A Blog for Older Adults

Virtual Physical Therapy Salem, OR | HWY PT

Written by Dr. Raj Pusuluri, PT, DPT | Jul 17, 2026 12:50:38 PM

You know you need help. Your knee has been aching for months, or your balance feels a little off, or you're just not moving the way you used to. But the trip to the clinic is the part that stops you.

Maybe you don't love driving in Salem traffic anymore. Maybe the weather is bad, or the parking is a hassle, or you'd have to ask your daughter to take the morning off work to bring you. For a lot of adults over 50, the barrier to getting better isn't the therapy itself. It's getting to the therapy.

That is exactly the problem virtual physical therapy solves. And for the right situations, the research says it works.

Let's walk through what it actually is, what the evidence shows, what you'd need at home, and, just as importantly, when Dr.

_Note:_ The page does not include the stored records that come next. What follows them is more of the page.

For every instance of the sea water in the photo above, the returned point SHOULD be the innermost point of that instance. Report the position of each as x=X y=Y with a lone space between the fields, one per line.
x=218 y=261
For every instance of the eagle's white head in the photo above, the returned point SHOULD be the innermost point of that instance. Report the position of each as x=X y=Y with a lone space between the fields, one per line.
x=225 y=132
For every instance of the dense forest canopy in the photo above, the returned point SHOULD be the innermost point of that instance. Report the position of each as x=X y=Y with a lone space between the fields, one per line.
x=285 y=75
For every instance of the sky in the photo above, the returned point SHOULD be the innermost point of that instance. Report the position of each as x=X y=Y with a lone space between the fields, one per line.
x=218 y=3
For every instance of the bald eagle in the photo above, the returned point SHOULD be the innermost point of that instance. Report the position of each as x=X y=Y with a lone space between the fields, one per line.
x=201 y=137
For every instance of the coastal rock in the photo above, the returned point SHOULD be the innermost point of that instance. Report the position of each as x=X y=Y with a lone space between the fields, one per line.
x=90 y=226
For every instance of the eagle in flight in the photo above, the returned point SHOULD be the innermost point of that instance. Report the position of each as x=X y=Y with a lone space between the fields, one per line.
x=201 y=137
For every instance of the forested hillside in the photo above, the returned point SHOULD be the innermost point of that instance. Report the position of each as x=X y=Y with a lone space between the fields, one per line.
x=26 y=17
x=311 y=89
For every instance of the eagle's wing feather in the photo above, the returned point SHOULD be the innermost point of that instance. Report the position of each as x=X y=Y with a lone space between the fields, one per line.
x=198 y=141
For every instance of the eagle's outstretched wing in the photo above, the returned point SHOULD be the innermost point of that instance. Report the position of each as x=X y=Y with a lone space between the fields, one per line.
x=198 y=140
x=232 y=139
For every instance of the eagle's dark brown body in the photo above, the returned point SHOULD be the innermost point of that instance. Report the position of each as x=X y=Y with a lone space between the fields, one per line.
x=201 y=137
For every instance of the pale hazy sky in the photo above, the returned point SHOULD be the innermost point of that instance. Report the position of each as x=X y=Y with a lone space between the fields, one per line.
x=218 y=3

Raj will tell you honestly that you're better off coming in.

What virtual physical therapy actually is

Virtual physical therapy is a real appointment with a real doctor of physical therapy, held over video instead of in person. At HWY Physical Therapy, that means you and Dr. Raj Pusuluri see and talk to each other live, on a screen, from the comfort of your own home.

It is not an app. It is not a library of exercise videos you follow alone. It is not a chatbot. It is a licensed clinician looking at how you move, asking about your history, and building a plan for your body specifically. The only thing that changes is that you're on your couch instead of in a waiting room.

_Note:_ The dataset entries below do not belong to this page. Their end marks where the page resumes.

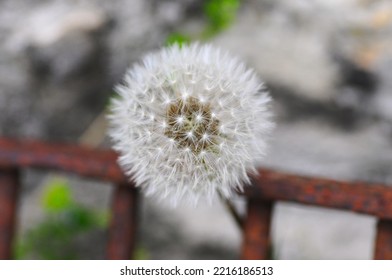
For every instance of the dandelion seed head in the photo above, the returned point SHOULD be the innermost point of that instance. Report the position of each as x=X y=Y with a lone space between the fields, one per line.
x=189 y=122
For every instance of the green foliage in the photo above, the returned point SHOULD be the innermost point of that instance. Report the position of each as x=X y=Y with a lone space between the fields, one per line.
x=57 y=196
x=65 y=221
x=221 y=14
x=177 y=38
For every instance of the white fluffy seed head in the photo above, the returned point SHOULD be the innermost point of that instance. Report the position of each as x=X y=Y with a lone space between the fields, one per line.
x=190 y=122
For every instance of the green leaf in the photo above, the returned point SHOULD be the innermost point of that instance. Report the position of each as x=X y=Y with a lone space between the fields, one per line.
x=177 y=38
x=57 y=196
x=221 y=14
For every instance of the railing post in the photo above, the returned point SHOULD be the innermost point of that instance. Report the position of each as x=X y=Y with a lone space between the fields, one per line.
x=383 y=246
x=122 y=230
x=9 y=188
x=257 y=242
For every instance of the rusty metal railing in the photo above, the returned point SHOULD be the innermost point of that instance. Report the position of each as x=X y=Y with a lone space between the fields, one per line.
x=268 y=187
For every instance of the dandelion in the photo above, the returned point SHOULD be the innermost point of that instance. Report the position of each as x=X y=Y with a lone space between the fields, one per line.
x=190 y=122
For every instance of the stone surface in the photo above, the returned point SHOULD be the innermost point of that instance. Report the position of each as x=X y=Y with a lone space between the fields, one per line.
x=327 y=63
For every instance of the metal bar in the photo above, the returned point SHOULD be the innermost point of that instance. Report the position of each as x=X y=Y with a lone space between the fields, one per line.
x=383 y=246
x=99 y=164
x=9 y=185
x=256 y=237
x=365 y=198
x=122 y=230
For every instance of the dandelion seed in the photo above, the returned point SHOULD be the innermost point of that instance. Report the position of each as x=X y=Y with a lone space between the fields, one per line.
x=206 y=116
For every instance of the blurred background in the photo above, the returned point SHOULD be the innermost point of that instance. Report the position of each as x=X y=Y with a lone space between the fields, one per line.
x=327 y=63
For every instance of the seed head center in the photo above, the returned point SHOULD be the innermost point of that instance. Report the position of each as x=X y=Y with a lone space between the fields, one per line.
x=192 y=125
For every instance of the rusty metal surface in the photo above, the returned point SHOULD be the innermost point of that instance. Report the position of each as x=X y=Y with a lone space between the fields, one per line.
x=383 y=245
x=9 y=186
x=256 y=240
x=366 y=198
x=122 y=229
x=95 y=163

Think of it the way you'd think of a video call with your grandkids, except the person on the other end went to school for years to help you move without pain. You show up, you talk, you move a little on camera, and you leave with a plan. Same care, no commute.

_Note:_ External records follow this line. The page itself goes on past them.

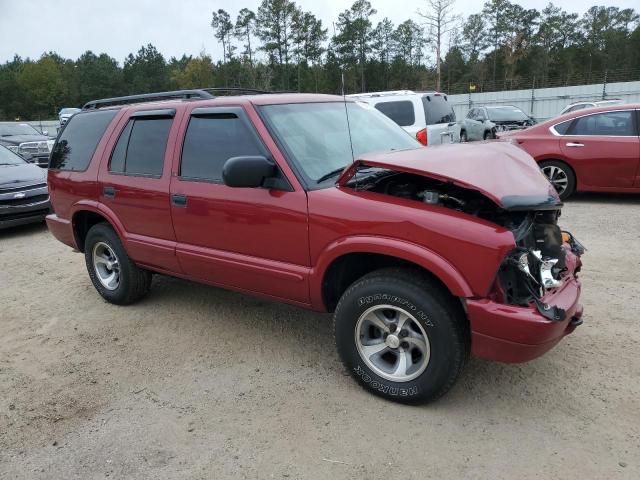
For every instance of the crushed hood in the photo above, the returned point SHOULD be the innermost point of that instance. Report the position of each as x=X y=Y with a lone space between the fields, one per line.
x=501 y=171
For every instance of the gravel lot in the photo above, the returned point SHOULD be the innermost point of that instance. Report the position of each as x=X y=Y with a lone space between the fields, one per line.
x=196 y=382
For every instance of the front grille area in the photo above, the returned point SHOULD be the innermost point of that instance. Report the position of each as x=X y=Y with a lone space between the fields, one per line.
x=17 y=216
x=22 y=188
x=24 y=201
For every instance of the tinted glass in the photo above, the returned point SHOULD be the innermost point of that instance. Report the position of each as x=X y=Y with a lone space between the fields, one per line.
x=400 y=112
x=609 y=123
x=319 y=140
x=437 y=110
x=141 y=147
x=9 y=129
x=116 y=164
x=562 y=128
x=210 y=141
x=79 y=139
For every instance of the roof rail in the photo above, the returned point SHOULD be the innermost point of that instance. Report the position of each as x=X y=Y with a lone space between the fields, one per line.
x=146 y=97
x=235 y=90
x=381 y=94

What the research actually says

Here is where we want to be straight with you, because your health deserves honesty, not a sales pitch.

A large research review published in the journal Age and Ageing pulled together 11 studies covering about 1,400 older adults, average age in the mid-to-late 60s. It looked at physical therapy delivered by video versus the same therapy delivered in person, for people recovering from things like knee and shoulder surgery and knee arthritis.

The finding: for the outcomes they measured, such as quality of life, walking distance, getting up from a chair, knee movement, and leg strength, video-based therapy was "non-inferior" to in-person care.

That phrase, "non-inferior," is worth unpacking, because it's the honest heart of this. It does not mean virtual is a miracle upgrade. It means that for those goals, patients did about as well either way. The screen did not hold them back. What mattered was doing the right exercises with a skilled therapist guiding them, not whether that therapist was across the room or across town.

And this isn't one lone study speaking. Other research points in the same direction. A 2024 analysis of telephysiotherapy for older adults found it improved both physical and psychological outcomes, which makes sense, because staying active and staying connected to a clinician is good for your mood as well as your muscles.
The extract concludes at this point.